A political lifetime ago (this past Sunday), Ron Paul took the lead in a PPP poll that media outlets are being forced to contend with (they have an outdated aversion to automated polls and often downplay them, while acknowledging that PPP, at least, seems to be accurate).
Today a media poll (the KCRG/Gazette/ISU Poll) will get a lot of attention confirming what PPP saw, in part because it's a media poll.
Just two weeks before Iowa’s first-in-the-nation precinct caucuses there’s a new leader, but the race remains “remarkably fluid,” according to a new Iowa State University/Gazette/KCRG poll likely Republican caucus-goers.

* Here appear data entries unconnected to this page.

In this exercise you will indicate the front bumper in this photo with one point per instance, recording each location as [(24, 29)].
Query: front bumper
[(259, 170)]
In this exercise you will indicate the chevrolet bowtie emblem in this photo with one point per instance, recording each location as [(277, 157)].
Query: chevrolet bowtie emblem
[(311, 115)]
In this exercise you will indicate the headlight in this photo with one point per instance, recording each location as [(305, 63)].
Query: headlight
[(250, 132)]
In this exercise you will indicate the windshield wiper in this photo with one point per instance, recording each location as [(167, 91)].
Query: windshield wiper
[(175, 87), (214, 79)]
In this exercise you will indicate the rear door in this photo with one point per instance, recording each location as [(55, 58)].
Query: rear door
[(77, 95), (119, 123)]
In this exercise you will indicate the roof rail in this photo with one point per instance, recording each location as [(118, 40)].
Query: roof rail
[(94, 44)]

Texas Rep. Ron Paul has moved into first place – the fifth candidate to hold that spot since the mid-August Iowa GOP Straw Poll. The data collected between Dec. 8 and 18 suggest that unlike the previous frontrunners, Paul’s support is more solid.
I have been referencing back to this post (
Five things you should know about the state of the GOP race) because little has changed since early December. Here's more data from the latest poll confirming a fluid race, with Paul having some advantages:
While Paul’s lead is easily within the margin of error, James McCormick, professor and chair of political science at Iowa State and coordinator of the poll, says the polling found that 51 percent of those naming the libertarian-leaning Texan as their first choice are “definitely” backing him.
The percentage for the next two candidates is much weaker, at 16.1 percent for Romney and 15.2 for Gingrich, McCormick said.
“Moreover, the percentage of respondents ‘leaning to’ or ‘still undecided’ in their support for these latter two candidates remains high, at 58 percent for Gingrich and 38 percent for Romney,” he said. “In other words, I'm going to make the case that these numbers are still very soft for those two candidates.”
That leaves Paul in a strong Iowa position (as we all await the next Ann Selzer poll out in early January for confirmation).
As for the bigger picture, the Washington Post makes the same point we have been making about Paul's legitimacy and threat:
Perhaps most fearsome to Republican leaders is Paul’s refusal to rule out a third-party presidential bid that would steal votes from the Republican nominee and make President Obama’s path to reelection considerably easier.
A new Washington Post-ABC News poll, for instance, indicates that Obama and former Massachusetts governor Mitt Romney would be locked in a dead heat in a one-on-one contest. But in a three-way race with Paul, Obama would hold a wide advantage. The survey also suggests that Paul on his own would pose at least as much danger to Obama as Gingrich would.
There's no way to know what Paul will do, but it's unlikely he's just going to fade away, like so many of the other GOP pretenders have.
It just takes a media poll saying so to get the media to say the same thing.